Tenants: 1888-92: William Patrick and Abigail Crawford. Abigail and her daughter Catherine Wright ran a boarding house here after William’s death in 1889, then at 78 Pandora Av (later 820) until Abigail’s death in 1908. Abigail came to Canada from Ireland in the late 1840s with her first husband, Thomas Wright. In 1881 their daughters Martha and Catherine were Berlin Wool Dealers in Toronto. William and Abigail married before 1881 and lived in Toronto; William was a turnkey and Abigail a matron at an institution. Abigail was working in Victoria as a nurse by 1882, and by 1891 she was living in the house with Catherine, granddaughter Kate Adelaide Braid and two lodgers, both widowers in their 60s. Kate later worked as a “typewriter.”
1893: Dressmaker Alvena Smith, widow of John “Wesley” Smith, also ran a boarding house here, then ran one at 90 Pandora Av (later 838). Alvena was a widow when she and her family came to Victoria in 1891. That year her daughter Mary Elizabeth, son-in-law Henry Burns Ball, a barber, and their two children were living with her as well as Alvena’s four other offspring, and five male lodgers from the building trades. [The Balls built 1033 Queens Av, North Park, in 1911.] In 1924 Alvena died at the Fairfield Hotel at 1601-09 Douglas St, Downtown, where she had been living with her daughter Georgina and son-in-law Philip Crombie, who ran the hotel.
1894-95: Widower Ludger Oliver Demers, a grocery clerk at Pither & Leiser, and his sons Ernest, a plumber and barber, and Numa, a hotel clerk. All were born in Quebec. By 1901 Ludger was a hotelkeeper in Colwood.
1897: George Peter and Mary Kelly came to Victoria from the Maritimes c.1886. George was a telephone wireman.

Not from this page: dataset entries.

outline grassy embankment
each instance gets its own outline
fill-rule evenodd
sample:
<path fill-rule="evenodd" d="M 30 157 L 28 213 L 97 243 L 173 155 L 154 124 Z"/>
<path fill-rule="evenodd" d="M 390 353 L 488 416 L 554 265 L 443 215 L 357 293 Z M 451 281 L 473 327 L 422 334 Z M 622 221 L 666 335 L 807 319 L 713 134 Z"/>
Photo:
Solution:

1897-1923: Guiseppe “Joe” Zarrelli (b. Carolei, Italy, 1855-1930) bought this lot on Rudlin from Amor de Cosmos for $260, and moved the house to it. Members of the Zarrelli (Zarelli) family had emigrated from Carolei, Cosenza, Italy, in the 1880s and ‘90s to Victoria. Joe arrived, via Algeria and the USA, in 1891 with his wife Carmella (b.1870) and young family. Joe first worked as a labourer, then a plumbing contractor. Many city plumbing permits from the late 1890s-1930 list him as the pipe-layer. Capt. George Rudlin after whom Rudlin St is named was a neighbour in 1901. [Note: Joe’s younger brother Diego “Tony” and his family, and brothers Francesco “Frank” and Angelo lived nearby. The brothers were bootblacks (shoe-shine men) and Tony eventually ran a string of eight shoe-shine parlours downtown, the original in Trounce Alley.] Joe moved another house to 1241 Rudlin, and in 1910-12 he built two houses next door: 1245 Rudlin, now gone, and 1247. Carmella had moved to California and Joe had moved to 1247 by 1923.

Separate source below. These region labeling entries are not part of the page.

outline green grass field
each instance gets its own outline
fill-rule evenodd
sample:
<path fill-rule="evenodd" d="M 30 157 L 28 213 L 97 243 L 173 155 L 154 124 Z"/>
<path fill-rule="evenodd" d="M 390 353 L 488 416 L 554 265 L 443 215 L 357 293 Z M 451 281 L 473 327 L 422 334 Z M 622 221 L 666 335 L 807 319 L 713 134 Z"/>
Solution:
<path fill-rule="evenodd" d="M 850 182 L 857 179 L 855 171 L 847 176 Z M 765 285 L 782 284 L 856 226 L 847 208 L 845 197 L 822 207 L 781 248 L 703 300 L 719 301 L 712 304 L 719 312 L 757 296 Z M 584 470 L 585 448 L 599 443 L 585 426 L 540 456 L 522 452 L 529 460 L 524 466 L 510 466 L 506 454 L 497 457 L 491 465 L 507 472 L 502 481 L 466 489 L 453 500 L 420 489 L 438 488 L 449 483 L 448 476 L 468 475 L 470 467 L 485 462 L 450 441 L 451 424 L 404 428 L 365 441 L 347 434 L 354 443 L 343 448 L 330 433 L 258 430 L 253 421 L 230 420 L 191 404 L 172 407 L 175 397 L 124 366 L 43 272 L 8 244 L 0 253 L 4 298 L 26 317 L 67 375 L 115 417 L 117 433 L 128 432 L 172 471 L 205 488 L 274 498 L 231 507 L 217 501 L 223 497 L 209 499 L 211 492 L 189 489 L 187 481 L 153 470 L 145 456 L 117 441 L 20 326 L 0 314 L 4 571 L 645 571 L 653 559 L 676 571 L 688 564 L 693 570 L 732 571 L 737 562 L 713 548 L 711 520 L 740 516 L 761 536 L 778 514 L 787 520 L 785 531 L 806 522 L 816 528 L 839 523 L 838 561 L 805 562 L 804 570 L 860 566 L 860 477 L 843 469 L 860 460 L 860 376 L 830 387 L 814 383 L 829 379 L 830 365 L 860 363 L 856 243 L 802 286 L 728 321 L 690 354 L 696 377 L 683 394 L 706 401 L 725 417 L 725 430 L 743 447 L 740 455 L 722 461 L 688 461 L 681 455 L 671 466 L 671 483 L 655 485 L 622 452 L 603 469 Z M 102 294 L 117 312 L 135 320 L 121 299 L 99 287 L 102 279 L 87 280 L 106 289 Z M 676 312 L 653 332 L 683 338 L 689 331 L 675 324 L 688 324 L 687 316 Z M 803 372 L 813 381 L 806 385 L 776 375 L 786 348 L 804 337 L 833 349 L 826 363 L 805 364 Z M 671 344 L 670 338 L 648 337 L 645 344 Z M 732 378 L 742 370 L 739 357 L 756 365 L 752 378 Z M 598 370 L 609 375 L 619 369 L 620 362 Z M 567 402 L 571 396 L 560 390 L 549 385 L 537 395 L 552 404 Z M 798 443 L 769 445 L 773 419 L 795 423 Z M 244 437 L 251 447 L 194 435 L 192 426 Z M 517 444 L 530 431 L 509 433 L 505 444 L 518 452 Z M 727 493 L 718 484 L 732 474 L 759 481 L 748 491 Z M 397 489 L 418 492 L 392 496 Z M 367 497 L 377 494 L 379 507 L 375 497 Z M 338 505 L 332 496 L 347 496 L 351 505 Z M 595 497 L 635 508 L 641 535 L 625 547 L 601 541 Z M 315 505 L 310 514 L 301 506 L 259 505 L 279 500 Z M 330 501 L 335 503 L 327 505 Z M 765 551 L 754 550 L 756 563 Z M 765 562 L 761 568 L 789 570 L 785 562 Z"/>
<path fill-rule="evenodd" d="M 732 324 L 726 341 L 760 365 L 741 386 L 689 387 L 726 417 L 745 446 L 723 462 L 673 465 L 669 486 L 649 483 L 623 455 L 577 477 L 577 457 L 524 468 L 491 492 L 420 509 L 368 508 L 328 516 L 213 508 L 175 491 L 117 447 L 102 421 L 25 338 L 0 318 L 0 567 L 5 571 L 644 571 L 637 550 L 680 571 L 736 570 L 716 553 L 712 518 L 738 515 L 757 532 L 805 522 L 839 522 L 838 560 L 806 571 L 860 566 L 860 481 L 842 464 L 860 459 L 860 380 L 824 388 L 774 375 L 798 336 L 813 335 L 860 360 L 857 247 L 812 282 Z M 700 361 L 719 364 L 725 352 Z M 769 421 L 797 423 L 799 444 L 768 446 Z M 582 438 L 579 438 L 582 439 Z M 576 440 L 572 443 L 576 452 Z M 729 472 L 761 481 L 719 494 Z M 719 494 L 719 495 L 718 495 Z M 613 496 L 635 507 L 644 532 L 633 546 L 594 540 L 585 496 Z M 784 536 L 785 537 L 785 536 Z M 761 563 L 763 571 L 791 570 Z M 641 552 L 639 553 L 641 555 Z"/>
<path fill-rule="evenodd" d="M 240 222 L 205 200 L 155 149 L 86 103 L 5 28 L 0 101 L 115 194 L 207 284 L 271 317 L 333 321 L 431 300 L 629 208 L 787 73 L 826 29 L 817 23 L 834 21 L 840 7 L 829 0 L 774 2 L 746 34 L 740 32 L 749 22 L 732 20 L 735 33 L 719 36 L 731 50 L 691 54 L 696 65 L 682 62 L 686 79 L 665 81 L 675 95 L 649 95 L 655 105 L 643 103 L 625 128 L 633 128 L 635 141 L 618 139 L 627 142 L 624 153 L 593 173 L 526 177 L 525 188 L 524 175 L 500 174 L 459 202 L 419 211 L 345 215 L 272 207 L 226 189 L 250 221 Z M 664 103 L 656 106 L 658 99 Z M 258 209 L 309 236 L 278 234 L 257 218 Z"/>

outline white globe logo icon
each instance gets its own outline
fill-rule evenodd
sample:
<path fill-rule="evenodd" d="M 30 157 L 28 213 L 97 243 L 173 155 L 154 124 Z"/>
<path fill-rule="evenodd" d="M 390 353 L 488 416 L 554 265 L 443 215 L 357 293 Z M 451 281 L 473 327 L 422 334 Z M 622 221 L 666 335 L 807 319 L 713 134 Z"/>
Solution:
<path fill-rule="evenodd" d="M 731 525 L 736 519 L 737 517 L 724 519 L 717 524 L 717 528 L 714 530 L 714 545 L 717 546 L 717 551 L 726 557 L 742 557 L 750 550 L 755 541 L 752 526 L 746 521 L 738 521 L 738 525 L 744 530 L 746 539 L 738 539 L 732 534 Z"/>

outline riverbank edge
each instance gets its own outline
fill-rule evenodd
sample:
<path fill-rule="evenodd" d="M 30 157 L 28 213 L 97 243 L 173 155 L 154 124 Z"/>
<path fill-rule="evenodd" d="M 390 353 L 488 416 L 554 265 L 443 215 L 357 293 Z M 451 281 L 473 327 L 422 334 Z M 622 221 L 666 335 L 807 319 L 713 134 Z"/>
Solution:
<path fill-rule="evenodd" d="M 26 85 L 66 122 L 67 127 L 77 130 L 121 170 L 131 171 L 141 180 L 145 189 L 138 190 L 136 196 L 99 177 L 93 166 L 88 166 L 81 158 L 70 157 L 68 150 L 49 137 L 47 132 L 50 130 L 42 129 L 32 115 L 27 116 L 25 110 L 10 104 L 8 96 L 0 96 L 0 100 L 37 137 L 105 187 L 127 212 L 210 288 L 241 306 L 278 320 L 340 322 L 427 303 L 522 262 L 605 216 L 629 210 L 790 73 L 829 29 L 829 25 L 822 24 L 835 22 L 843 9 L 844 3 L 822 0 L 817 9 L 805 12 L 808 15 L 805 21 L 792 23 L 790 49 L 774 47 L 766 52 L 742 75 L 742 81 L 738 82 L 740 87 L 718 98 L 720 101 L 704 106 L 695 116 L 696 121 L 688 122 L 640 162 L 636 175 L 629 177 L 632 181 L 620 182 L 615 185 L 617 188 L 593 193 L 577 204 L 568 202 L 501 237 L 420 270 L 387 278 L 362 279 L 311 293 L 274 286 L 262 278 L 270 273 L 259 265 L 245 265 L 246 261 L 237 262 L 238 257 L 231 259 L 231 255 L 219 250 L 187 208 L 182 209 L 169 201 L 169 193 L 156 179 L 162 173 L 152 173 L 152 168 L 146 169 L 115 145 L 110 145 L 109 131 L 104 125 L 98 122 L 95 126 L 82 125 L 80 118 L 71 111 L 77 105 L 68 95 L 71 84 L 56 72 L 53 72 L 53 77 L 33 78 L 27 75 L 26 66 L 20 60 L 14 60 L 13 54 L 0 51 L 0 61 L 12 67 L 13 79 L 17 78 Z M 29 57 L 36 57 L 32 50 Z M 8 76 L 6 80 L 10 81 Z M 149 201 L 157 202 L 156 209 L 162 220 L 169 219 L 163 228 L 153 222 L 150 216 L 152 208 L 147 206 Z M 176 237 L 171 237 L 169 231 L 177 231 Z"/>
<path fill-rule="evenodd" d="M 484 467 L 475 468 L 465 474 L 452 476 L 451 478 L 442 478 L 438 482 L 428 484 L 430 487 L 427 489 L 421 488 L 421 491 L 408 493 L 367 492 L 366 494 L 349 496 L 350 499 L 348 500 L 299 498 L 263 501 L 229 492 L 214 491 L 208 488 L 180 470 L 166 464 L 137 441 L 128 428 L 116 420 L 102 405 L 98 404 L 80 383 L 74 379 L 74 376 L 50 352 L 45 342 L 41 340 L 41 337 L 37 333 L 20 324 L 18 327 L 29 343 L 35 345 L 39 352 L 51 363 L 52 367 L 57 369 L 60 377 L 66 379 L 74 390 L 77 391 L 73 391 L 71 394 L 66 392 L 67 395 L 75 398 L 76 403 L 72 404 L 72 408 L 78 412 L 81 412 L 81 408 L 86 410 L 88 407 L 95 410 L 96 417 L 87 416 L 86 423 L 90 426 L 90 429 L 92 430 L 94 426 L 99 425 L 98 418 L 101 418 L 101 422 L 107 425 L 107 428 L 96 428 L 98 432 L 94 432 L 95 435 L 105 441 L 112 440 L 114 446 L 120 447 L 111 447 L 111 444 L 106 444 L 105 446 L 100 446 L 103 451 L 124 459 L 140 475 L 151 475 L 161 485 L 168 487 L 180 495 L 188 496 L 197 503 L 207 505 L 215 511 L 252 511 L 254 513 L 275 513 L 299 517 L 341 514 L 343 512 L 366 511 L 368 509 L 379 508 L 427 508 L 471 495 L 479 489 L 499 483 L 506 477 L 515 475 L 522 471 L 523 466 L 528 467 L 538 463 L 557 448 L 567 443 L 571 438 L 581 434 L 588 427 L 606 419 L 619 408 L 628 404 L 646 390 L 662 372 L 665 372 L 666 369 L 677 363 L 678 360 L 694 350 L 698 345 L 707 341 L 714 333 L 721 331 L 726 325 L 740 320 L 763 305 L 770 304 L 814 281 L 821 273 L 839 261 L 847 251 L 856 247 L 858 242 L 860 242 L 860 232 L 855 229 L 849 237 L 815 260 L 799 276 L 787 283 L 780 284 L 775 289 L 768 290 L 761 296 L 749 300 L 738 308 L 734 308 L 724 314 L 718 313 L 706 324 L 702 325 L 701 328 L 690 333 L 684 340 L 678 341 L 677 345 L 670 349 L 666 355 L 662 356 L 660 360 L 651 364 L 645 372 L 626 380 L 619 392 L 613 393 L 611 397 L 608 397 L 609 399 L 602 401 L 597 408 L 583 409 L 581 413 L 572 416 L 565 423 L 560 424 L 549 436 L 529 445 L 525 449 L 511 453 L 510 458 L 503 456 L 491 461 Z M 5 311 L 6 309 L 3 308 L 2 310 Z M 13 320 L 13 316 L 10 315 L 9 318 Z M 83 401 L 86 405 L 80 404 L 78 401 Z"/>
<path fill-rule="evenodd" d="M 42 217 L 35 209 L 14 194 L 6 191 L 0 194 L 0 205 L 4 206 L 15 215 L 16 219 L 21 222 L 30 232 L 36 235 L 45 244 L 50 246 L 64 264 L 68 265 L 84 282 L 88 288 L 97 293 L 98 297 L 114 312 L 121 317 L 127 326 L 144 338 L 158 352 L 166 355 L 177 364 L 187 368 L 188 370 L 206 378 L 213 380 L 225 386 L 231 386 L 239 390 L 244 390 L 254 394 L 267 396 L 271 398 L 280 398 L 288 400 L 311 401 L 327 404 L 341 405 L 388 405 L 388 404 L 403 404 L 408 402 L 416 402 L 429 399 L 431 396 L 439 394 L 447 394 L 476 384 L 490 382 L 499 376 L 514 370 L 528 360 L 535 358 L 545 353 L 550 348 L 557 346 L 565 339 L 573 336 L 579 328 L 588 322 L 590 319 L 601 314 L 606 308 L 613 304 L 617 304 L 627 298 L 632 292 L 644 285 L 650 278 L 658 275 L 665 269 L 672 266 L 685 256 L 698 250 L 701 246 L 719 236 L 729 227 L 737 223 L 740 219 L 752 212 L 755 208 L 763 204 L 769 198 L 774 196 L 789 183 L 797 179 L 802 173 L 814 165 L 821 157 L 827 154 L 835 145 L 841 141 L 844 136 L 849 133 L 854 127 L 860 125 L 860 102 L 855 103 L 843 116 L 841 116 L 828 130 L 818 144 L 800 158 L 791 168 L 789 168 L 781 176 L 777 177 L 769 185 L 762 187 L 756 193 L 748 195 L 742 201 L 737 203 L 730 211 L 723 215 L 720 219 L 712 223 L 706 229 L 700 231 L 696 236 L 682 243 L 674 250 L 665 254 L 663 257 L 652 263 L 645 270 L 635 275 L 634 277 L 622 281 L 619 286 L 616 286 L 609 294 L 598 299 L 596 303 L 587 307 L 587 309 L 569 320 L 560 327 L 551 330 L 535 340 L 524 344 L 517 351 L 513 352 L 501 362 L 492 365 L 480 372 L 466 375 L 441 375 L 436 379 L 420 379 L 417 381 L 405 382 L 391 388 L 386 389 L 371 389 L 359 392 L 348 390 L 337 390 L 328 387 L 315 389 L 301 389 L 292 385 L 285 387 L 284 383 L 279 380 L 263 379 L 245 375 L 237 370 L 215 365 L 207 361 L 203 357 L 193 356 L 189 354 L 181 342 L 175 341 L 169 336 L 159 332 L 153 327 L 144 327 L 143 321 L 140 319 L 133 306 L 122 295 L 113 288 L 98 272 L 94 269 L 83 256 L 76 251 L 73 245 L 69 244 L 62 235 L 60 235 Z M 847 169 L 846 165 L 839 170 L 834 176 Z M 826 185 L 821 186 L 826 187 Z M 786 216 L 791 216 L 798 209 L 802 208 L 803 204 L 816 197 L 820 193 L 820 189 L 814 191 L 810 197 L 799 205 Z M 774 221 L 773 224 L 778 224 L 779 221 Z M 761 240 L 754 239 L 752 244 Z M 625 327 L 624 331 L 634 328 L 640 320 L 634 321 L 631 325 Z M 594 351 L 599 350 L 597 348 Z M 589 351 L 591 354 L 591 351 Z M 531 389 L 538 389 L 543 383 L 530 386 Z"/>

1923-46: Widow Dorothy Hawkrigg (née Manton, b. Croydon, Surrey, ENG, 1879-1968), a box maker at Dominion Carton & Printing. Her husband George Hawkrigg, a piledriver whom she married in West Vancouver in 1906, died in 1911. Joe’s cousin Balla Sarre (Ballasare) Domenico Zarrelli (1882-1963) became her husband. Balla Sarre was a shoe shiner until retiring in 1952.
1947-48: Joseph and Mabel Van der Hulst, and Alise Van der Hulst, Department of Veterans’ Affairs stenographer.
1950: William Henry and Lydia McAllister of 3020 Jutland Rd converted the house to three rental suites. Lydia and Patricia McAllister ran the Pat-Mar Cake Shop. William was local manager for the Vancouver Sun.